TRADUÇÃO DE UM POEMA DE LECONTE DE LISLE (1818-1894)
Por Cunha e Silva Filho Em: 18/06/2019, às 11H08
La mort d’un lion
Étant un vieux chasseur altéré de grand air,
Et de sang noir des boeufs, Il avait l’habitude
De contempler de haut les plaines et la mer,
Et de rugir en paix, libre en sa solitude.
Aussi, comme um damné qui rode dans l’enfer,
Pour l’inepte plaisir de cette multitude
Il allait et venait dans sa cage de fer,
Heurtant les deux cloisons, avec sa tête rude.
L’horrible sort, enfin, ne devant plus changer,
Il cessa brusquement de boire et de manger:
Et la mort emporta son âme vagabonde.
Ô coeur toujours en proie à la ,
Qui tournes, haletant, dans la cage du monde,
Lâche, que ne fais-tu comme a fait ce lion?
A morte dum leão
Um velho caçador ávido de ar livre
Habituara-se ao sangue negro dos bois
Contemplava do alto as planícies e o mar
E rugia em paz, livre na solidão
Vagando como um réprobo no inferno,
Para o prazer estéril dessa multidão
Na jaula de ferro andava para lá e prá cá,
A rude juba batendo contra dois tabiques
Consumou-se, enfim, agora o infausto destino
Deixou bruscamente de beber e comer,
E a morte levou-lhe a alma vagabunda
Oh, coração, atormentado sempre pela revolta,
Ofegante, o cárcere do mundo contemplas.
Covarde, por que não ages como o fez esse leão?
(Trad. de Cunha e Silva Filho)
NOTA:
Retrabalhei, na medida do possível, essa tradução do soneto de Leconte de Lisle. Da primeira tradução recebi um dura crítica de um leitor que, na minha tradução, não via a beleza que sentia no original francês com referência a ritmos, métrica e rimas.
Ora não costumo empregar, nas minhas traduções, a rima. No entanto, lhe dei uma explicação do que penso da minha tradução e do ato de traduzir. Não sei se ele leu a minha réplica. Parece-me que não. Não quis polemizar.
Abaixo, deixo-lhe, leitor e amigo, transcritas a crítica à minha tradução primeira e a minha réplica ao censor:
Pois sim, veja só como tradução é uma coisa complicada.
A versão para o português perdeu toda a graça da língua francesa, a métrica ficou comprometida, as rimas se perderam e o caráter de soneto caducou.
Ainda assim, salve Leconte de Lisle!
Vanelois
Cunha e Silva Filho5 de setembro de 2012 09:02
Venelois Martin:
Fico surpreso com a sua "crítica" à minha tradução do soneto de Lecontede Lisle.
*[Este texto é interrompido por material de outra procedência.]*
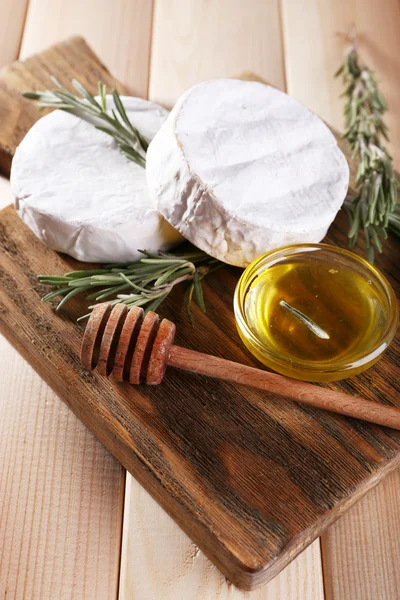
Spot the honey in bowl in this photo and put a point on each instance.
(315, 312)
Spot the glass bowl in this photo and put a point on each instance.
(315, 312)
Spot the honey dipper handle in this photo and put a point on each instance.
(292, 389)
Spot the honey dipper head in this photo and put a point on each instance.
(126, 344)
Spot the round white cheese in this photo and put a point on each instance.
(240, 168)
(80, 195)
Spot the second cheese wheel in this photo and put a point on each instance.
(240, 168)
(81, 196)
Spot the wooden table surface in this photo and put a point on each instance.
(73, 525)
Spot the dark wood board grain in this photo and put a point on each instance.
(252, 478)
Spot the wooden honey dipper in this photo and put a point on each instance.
(130, 346)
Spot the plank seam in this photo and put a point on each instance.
(24, 19)
(153, 10)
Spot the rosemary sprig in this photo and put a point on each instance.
(146, 282)
(373, 208)
(114, 122)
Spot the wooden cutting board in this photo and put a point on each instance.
(252, 478)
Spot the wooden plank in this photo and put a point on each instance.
(252, 492)
(159, 561)
(119, 32)
(314, 51)
(66, 60)
(61, 495)
(11, 28)
(194, 41)
(361, 551)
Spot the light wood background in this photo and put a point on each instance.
(72, 525)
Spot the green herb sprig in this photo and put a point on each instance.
(374, 206)
(146, 282)
(114, 122)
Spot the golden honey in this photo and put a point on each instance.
(315, 312)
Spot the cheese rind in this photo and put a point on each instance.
(81, 196)
(240, 168)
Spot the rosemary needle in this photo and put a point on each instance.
(146, 282)
(114, 122)
(374, 207)
(309, 323)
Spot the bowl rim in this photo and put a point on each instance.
(316, 367)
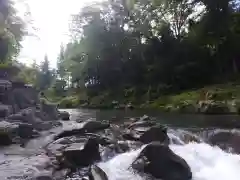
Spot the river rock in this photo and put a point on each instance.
(145, 118)
(26, 131)
(141, 124)
(155, 134)
(88, 127)
(50, 110)
(77, 157)
(5, 110)
(213, 107)
(226, 140)
(5, 138)
(161, 162)
(96, 173)
(64, 115)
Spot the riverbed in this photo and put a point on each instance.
(207, 162)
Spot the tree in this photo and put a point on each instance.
(11, 31)
(45, 75)
(152, 46)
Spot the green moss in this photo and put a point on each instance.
(69, 102)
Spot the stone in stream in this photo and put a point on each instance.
(64, 115)
(161, 162)
(141, 124)
(158, 133)
(77, 157)
(226, 140)
(96, 173)
(88, 127)
(7, 131)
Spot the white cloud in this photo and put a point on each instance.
(51, 18)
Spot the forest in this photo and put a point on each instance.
(143, 52)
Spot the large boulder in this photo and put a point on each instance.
(96, 173)
(50, 109)
(155, 134)
(5, 138)
(5, 110)
(88, 127)
(25, 115)
(64, 115)
(76, 156)
(7, 131)
(161, 162)
(213, 107)
(26, 131)
(226, 140)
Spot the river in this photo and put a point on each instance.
(207, 162)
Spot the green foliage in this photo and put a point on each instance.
(45, 76)
(69, 102)
(141, 50)
(11, 31)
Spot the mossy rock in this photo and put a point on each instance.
(213, 107)
(5, 138)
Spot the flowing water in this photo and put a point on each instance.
(207, 162)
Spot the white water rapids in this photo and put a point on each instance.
(206, 162)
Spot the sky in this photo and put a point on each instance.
(51, 19)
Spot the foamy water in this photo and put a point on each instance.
(206, 162)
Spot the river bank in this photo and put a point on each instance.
(215, 99)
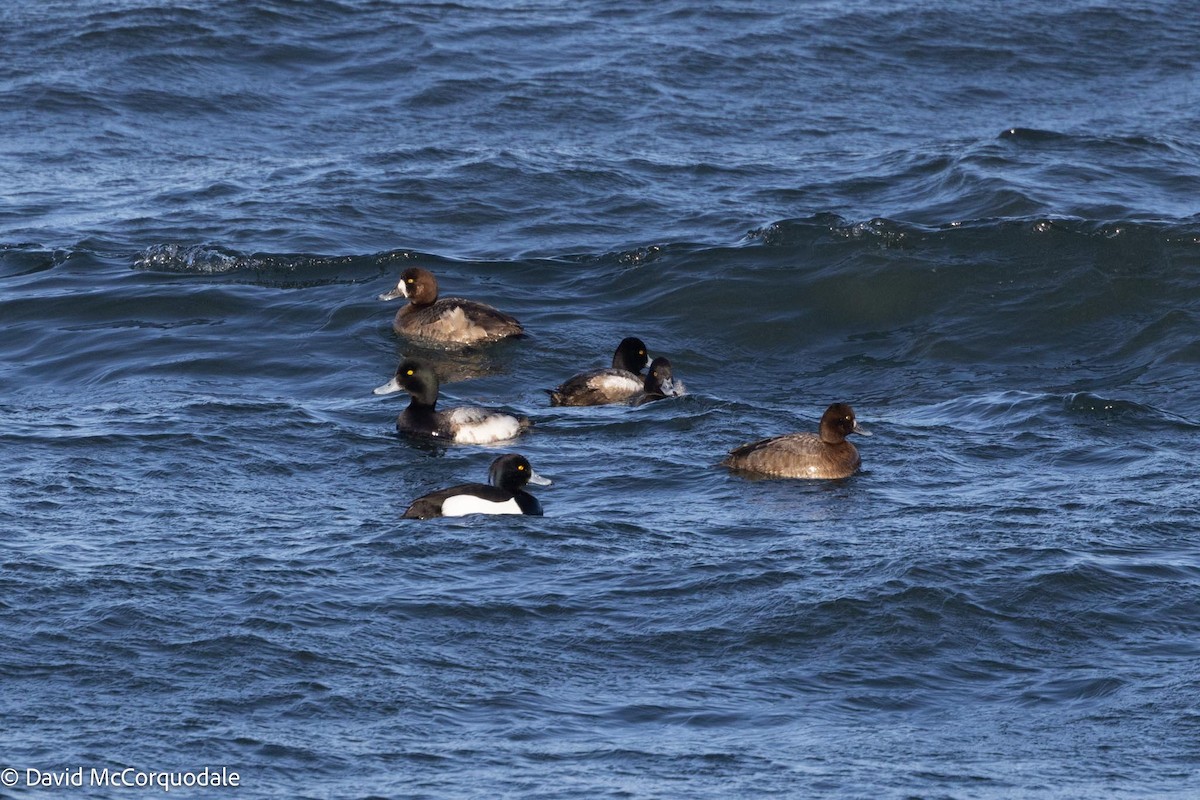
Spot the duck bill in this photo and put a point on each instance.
(388, 388)
(395, 294)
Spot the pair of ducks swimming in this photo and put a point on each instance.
(454, 320)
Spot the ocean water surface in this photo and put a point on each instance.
(977, 223)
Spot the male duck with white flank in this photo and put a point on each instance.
(466, 425)
(619, 384)
(450, 320)
(504, 493)
(825, 455)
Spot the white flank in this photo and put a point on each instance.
(609, 382)
(477, 426)
(461, 505)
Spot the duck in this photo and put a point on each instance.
(449, 320)
(503, 493)
(619, 384)
(465, 425)
(825, 455)
(659, 384)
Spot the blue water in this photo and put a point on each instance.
(977, 223)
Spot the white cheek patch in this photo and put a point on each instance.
(462, 505)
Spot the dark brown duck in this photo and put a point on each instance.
(451, 320)
(825, 455)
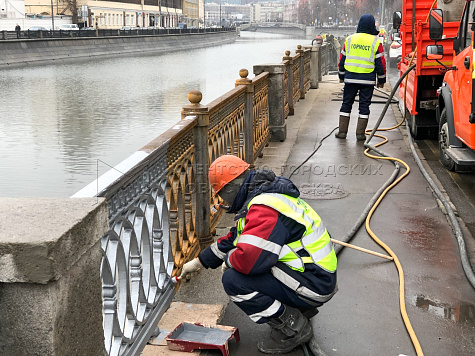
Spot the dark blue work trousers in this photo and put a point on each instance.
(260, 296)
(349, 93)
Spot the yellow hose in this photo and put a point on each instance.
(402, 298)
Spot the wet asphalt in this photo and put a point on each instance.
(338, 181)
Primeiro, porque o que você afirma haver da beleza da línguafrancesa no original é algo para mim muito subjetivo.
Se a língua francesa tem graça, tenho o direito igualmente de afirmar que o poema em português tem, repito, para meus ouvidos de brasileiro, a "graça” da língua portuguesa. Não é preciso que haja a mesma "graça" numa língua e na outra. Pura subjetividade carente de argumentação.
Quanto a não me preocupar com a metrificação rigorosa do original, assim como com a rima, isso não é, a meu ver, vital ao pensamento sintetizando as ideias do soneto.
Há compensações inúmeras à disposição do tradutor, e isso eu faço com responsabilidade no ato digno de verter para o meu idioma, respeitando a índole da minha língua, a sua sonoridade, a harmonia interna que só os ouvidos tortos não sabem perceber nem têm a sensibilidade para tanto.
Ademais, não são só a rima e a métrica que propiciam ao tradutor a realizar uma boa tradução. Como ”caducou” o “caráter “desse soneto na minha tradução? Nenhuma outra língua, ainda que do mesmo tronco linguístico, possui as mesmas rimas que as da língua de origem. Isso já é o suficiente para desqualificar a assertiva do pretenso crítico.
Um soneto é bom não porque seja rimado, senão todos os sonetos que fossem rimados seriam bons em decorrência dessas muletas.
O torneio que dou à tradução bem pode compensar a ausência
desses dois elementos rítmicos e sonoros ( métrica e rima) Não vejo a beleza do soneto apenas por este prisma. A beleza está na sua comunicação, no arranjo sintático adequado ao vernáculo, que não pode se escravizar ao original.
A força do soneto traduzido está na sua verdade sintático-semântico-vocabular sempre obedecendo a uma correspondência interna que o tradutor vai descobrindo no ato da transposição.
Se a qualidade dos versos de um poema dependesse só das muletas das rimas, como então ficariam os poetas do Modernismo e das diferentes vanguardas que surgiriam a posteriori.
Finalmente, recordo-lhe que tenho pela língua francesa, levado pelas mãos de meu pai que, por sinal, me lecionou francês na adolescência, o mesmo carinho que dedico ao vernáculo e faço minhas traduções por amor à cultura e à seriedade imprimidos ao que realizo no campo da literatura sem fronteiras.
Repito-lhe que se a sua sensibilidade é embotada e não tem ouvidos musicais em língua portuguesa, isso não é culpa minha, como não é culpa sua não ter educação pelo que diz e, ao dizer, o faz mal.